Associação nacional defende exigência de diploma para candidatos ao TCE

Associação emitiu nota pública em defesa da iniciativa do conselheiro Isaías Lopes da Cunha

Às vésperas do fim do prazo para que deputados estaduais apresentem seus candidatos à vaga de conselheiro do Tribunal de Contas de Mato Grosso (TCE-MT), a Associação Nacional dos Ministros e Conselheiros Substitutos dos Tribunais de Contas (Audicon) emitiu uma nota pública em apoio à iniciativa do conselheiro interino Isaías Lopes da Cunha, que tentou, na semana passada, estabelecer critérios para a indicação.

Membro da diretoria da Audicon, a conselheira substituta no TCE de Goiás, Heloisa Helena Godinho, disse ao LIVRE ver como uma ótima iniciativa um dos pontos mais polêmicos da minuta – que por conta da reação dos parlamentares até já foi descartada –: a exigência de um diploma de curso superior a todos os candidatos.

“Acredito que seja uma medida muito boa, para falar a verdade. Com essa comprovação documental, fica mais inegável que a pessoa tem os conhecimentos necessários. Acho até que Mato Grosso está saindo na frente, porque aí tem uma situação muito especial, a de conselheiros afastados. Tribunais como o daí e o do Rio de Janeiro, que têm a maioria do colegiado afasta por ações judiciais, têm que tomar mais cuidado com as próximas indicações”, defendeu.

Heloisa também rebateu as críticas que partiram de alguns deputados de que a iniciativa de Isaías Lopes da Cunha estaria ferindo a autonomia da Assembleia Legislativa, que é a instituição a qual cabe fazer a escolha do próximo conselheiro. Segundo ela, tribunais de outros Estados já fizeram regulamentações semelhantes e a própria Associação dos Membros dos Tribunais de Contas do Brasil (Atricon) tem uma resolução que estabelece critérios.

Datada de 2014, a resolução da Atricon, conforme Heloisa, tem como objetivo “esclarecer” os requisitos para o cargo de conselheiro estabelecidos na Constituição Federal, que é “genérica” e “subjetiva”, segundo ela. Neste contexto, as normas criadas pelas próprias Cortes viriam no sentido de regulamentar ainda mais esses processos seletivos.

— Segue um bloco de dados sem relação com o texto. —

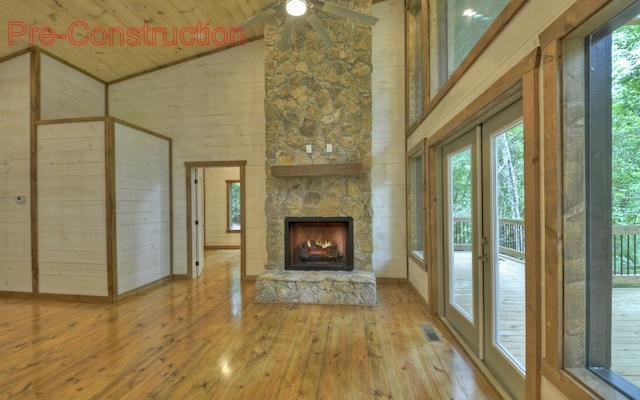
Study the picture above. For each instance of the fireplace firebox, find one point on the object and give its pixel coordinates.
(318, 243)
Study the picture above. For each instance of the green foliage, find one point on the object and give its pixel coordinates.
(234, 205)
(625, 118)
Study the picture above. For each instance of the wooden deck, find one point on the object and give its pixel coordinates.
(207, 339)
(625, 351)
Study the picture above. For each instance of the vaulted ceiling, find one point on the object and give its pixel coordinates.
(113, 39)
(153, 33)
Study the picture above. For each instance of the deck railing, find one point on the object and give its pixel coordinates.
(625, 251)
(625, 242)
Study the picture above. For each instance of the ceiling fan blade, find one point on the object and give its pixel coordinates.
(286, 32)
(317, 26)
(259, 17)
(348, 13)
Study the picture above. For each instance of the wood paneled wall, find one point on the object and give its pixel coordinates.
(15, 180)
(388, 143)
(215, 207)
(213, 110)
(143, 207)
(67, 92)
(72, 241)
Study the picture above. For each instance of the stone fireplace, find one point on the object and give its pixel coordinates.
(318, 160)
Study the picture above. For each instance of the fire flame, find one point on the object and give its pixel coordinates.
(320, 243)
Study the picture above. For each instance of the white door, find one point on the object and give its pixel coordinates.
(197, 229)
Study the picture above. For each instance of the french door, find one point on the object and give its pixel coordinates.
(483, 246)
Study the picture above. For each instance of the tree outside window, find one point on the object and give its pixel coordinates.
(233, 206)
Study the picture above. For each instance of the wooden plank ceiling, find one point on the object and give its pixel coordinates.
(23, 23)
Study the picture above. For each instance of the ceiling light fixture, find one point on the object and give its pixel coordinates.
(469, 12)
(296, 8)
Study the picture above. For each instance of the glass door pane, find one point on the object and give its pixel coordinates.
(461, 224)
(461, 201)
(509, 328)
(503, 239)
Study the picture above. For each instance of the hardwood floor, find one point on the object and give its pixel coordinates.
(207, 339)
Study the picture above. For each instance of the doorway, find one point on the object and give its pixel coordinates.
(483, 222)
(229, 196)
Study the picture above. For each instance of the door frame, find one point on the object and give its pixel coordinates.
(523, 80)
(189, 166)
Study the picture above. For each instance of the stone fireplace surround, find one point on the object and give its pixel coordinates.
(318, 95)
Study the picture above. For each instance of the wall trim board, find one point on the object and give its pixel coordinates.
(110, 192)
(184, 60)
(137, 127)
(34, 117)
(16, 54)
(69, 120)
(55, 297)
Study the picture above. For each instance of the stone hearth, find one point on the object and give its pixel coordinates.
(318, 95)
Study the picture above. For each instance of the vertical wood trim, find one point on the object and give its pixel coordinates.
(110, 203)
(553, 362)
(407, 57)
(189, 175)
(34, 116)
(552, 200)
(426, 54)
(106, 99)
(171, 264)
(243, 223)
(432, 223)
(530, 114)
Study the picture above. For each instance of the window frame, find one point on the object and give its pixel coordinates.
(419, 222)
(229, 184)
(429, 19)
(583, 345)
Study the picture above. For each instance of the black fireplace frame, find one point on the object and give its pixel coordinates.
(348, 264)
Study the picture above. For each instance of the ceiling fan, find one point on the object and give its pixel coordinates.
(294, 9)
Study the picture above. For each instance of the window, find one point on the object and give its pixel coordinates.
(456, 27)
(601, 157)
(233, 206)
(416, 204)
(415, 65)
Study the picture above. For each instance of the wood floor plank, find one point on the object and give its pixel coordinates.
(207, 339)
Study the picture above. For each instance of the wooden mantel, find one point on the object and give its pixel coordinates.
(341, 169)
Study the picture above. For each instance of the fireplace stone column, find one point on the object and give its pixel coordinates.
(317, 96)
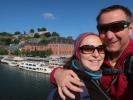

“Quando os colegas de Mato Grosso quiseram fazer isso [estabelecer critérios], a única coisa que eles queriam era aprimorar, de uma maneira mais clara, aqueles requisitos constitucionais. Em nenhum momento a prerrogativa da Assembleia seria alterada”, disse.

Curso superior

Sobre a exigência do curso superior, a conselheira substituta afirmou que a própria Atricon não listou a necessidade de apresentação de um diploma em sua resolução. Ela pontua, contudo, que a Associação exige “comprovação documental” de que o candidato possui “notórios conhecimentos” jurídicos, contábeis e econômicos.

“Eles [os conselheiros do TCE-MT] estão dando uma interpretação a isso, dizendo que é [a comprovação documental] um diploma”, amenizou. “Não é impossível, mas é muito difícil que alguém tenha conhecimentos notórios jurídicos, contábeis, econômicos e de administração, se a pessoa não tem, também, uma formação acadêmica”, completou.